L’offensive à l’oeuvre par les GAFAM montre que la santé numérique est le chantier actuel sur lequel ces entreprises investissent massivement et prennent d’ores et déjà un avantage certain. Le cas du Health Data Hub (HDH) est révélateur d’une cécité en la matière. Le Health Data Hub est une plate-forme numérique française (placée sous l’autorité du Ministère de la santé) de centralisation aux fins de recherches des données de santé.
Ce système, institué depuis le 2 décembre 2019, devait permettre de croiser les bases de données de santé disponibles. Toutefois, depuis sa création par la loi relative à l’organisation et la transformation du système de santé du 24 juillet 2019, de nombreuses voix s’élèvent pour en dénoncer les risques dès lors qu’elles sont stockées sur le cloud Azure de Microsoft. Ce choix ne fait pas l’unanimité d’autant plus que Microsoft a été désigné via une dispense de marché public. Pour sa part, la CNIL a alerté les pouvoirs publics au regard de la protection – toute relative – des données personnelles à l’occasion d’un recours récemment introduit devant le Conseil d’Etat, comme conséquence de la décision de la Cour de Justice de l’Union Européenne d’annuler le « Privacy Shield » (arrêt dit « Schrems II » du 16 juillet 2020), traité transatlantique de transfert des données personnelles.
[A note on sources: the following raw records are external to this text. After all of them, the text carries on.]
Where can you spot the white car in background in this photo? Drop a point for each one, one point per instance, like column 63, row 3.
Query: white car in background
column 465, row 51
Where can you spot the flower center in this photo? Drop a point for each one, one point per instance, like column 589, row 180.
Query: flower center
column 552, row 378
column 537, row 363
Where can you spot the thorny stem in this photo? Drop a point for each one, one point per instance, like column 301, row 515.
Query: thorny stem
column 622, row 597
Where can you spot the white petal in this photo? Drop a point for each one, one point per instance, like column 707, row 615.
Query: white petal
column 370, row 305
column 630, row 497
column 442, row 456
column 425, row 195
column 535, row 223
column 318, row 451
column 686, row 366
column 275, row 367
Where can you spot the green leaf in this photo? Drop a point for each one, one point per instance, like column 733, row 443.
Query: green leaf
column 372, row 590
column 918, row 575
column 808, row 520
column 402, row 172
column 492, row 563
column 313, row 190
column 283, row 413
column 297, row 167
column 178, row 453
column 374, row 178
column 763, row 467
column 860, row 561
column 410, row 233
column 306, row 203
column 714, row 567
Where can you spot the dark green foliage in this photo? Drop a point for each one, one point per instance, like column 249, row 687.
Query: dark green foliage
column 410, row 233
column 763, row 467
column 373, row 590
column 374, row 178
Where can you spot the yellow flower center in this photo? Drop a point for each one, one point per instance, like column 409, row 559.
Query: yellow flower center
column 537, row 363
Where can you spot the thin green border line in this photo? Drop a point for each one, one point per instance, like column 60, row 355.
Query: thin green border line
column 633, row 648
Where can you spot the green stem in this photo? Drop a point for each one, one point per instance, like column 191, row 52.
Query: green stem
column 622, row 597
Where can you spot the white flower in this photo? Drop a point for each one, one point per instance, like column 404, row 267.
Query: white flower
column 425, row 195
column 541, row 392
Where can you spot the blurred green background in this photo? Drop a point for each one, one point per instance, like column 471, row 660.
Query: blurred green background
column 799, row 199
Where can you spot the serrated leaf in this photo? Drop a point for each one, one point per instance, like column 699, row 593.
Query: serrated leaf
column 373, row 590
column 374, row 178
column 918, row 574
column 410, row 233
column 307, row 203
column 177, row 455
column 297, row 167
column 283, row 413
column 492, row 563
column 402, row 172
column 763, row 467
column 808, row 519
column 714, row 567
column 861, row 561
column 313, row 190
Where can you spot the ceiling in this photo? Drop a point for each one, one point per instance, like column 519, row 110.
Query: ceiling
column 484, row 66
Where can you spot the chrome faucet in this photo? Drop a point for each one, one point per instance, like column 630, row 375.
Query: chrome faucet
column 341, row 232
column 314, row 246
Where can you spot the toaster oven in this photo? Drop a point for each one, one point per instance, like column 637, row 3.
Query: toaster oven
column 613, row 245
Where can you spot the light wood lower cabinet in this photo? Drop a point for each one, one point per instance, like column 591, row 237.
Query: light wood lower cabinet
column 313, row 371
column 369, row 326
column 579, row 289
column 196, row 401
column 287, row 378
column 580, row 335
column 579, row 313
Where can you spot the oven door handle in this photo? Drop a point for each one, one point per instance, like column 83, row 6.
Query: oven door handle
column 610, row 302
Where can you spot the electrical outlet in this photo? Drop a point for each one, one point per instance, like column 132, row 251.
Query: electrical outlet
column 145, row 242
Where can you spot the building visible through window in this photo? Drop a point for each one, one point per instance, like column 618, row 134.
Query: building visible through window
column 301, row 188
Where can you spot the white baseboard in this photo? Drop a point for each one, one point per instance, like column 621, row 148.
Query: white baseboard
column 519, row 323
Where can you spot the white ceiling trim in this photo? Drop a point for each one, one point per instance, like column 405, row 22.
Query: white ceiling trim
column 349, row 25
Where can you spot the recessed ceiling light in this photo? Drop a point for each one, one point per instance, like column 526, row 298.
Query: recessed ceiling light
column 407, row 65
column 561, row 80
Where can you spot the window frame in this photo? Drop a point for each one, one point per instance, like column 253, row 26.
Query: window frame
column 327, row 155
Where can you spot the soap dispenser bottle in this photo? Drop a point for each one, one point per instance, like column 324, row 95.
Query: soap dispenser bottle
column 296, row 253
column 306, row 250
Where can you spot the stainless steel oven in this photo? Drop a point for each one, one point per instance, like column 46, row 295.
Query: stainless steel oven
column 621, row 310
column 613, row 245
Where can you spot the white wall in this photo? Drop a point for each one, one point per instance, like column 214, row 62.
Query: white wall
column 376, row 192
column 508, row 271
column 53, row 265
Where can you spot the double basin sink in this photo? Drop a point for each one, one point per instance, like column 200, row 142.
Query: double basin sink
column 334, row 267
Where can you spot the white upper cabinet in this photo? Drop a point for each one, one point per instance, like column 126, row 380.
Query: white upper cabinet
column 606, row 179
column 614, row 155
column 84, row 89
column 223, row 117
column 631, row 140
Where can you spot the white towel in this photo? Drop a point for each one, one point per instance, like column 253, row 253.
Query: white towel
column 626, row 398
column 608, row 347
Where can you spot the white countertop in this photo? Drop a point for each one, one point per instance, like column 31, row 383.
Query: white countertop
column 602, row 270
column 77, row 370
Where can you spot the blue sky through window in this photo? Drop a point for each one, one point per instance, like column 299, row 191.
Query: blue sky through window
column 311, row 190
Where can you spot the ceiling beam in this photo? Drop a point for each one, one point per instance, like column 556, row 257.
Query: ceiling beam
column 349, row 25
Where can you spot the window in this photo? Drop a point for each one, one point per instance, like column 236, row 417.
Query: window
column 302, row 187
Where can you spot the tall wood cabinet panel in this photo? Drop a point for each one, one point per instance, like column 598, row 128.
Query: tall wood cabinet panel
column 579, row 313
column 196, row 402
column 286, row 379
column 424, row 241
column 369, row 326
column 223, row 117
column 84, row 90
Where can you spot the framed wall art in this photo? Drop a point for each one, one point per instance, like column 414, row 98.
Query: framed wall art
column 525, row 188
Dans un mémoire du 8 octobre 2020, la présidente de la CNIL avait précisé à la haute juridiction administrative que les Etats-Unis, du fait de leur loi de sécurité nationale et de renseignement électronique (loi US FISA), n’offrait plus les garanties de protection adéquate, et qu’en vertu du Cloud Act US de mars 2018, il en était de même pour les hébergeurs soumis à la législation « étasunienne ». Cet avis sévère de la CNIL était de nature à mettre en garde la juridiction. Dans sa décision du 14 octobre 2020, le Conseil d’État a demandé au Health Data Hub « de continuer, sous le contrôle de la CNIL, à travailler avec Microsoft pour renforcer la protection des droits des personnes concernées sur leurs données personnelles». Ce faisant, le mandat du Microsoft est maintenu. Une telle décision conduit à demander à Microsoft de s’engager de manière contractuelle à offrir une solution d’hébergement qui ne soit pas soumise au Cloud Act américaine et aux autres réglementations intrusives, alors même que la CNIL avait condamnée un tel engagement inopérant à l’égard de tels textes extraterritoriaux.
En conséquence de quoi, Microsoft se voit confirmer dans son mandat d’hébergement et de traitement des données de santé des Français, mais se voit placée sous la tutelle de la CNIL et contrainte de conserver les données sur le territoire européen. En réalité, cette affaire interroge au-delà même de la question technique. Cela traduit tout à la fois une cécité des autorités françaises, mais encore une discordance manifeste entre un discours affirmé de souveraineté numérique et des choix radicalement opposés. De la même manière, Renault, entreprise détenue pour partie par l’Etat, doit-elle confier le traitement de ses données industrielles à Google comme elle s’apprête à le faire ? BPI, le bras armé financier de la France, qui a activement garanti les prêts consentis au titre de la relance économique pendant la période de crise sanitaire, devait-elle enregistrer les dossiers de demande de crédit des entreprises françaises dans une solution extra-européenne, en l’occurrence AWS d’Amazon ? Le renseignement intérieur doit-il se soumettre à la solution américaine Palantir pour l’exploitation des données d’interception ? Comme le dit lui-même l’avocat des opposants à Microsoft Maître Jean-Baptiste Souffron (Marianne, 12/10/2020) : « Nous avons un problème de formation, de compétence et d’intégrité des responsables publics qui traitent ce sujet.
L’attribution du Health Data Hub à Microsoft relève de la corruption culturelle : le fait de prendre pour acquis certaines choses – ici, l’idée que Microsoft serait forcément plus compétent -, parce qu’elles apparaissent comme des solutions de facilité. » Etrangement, le nouveau gouvernement a d’ailleurs cru devoir faire l’impasse sur l’idée d’un ministère du numérique, après avoir tant vanté la start-up nation et encensé la French Tech. Afin de faire cesser cette soumission digitale, il est nécessaire, pour combler le vide stratégique numérique de désigner les filières d’avenir et de créer un cadre technique harmonisé, avec le concours des états dans leur pouvoir de gouvernance régalienne de la donnée. Les Chinois l’ont fait avec leur plan Made in China 2025 ciblant 10 secteurs d’innovation jugés stratégiques. C’est la volonté affichée de Thierry Breton, commissaire européen au marché intérieur, en charge notamment de la souveraineté technologique. Souhaitons qu’elle se traduise désormais en actes.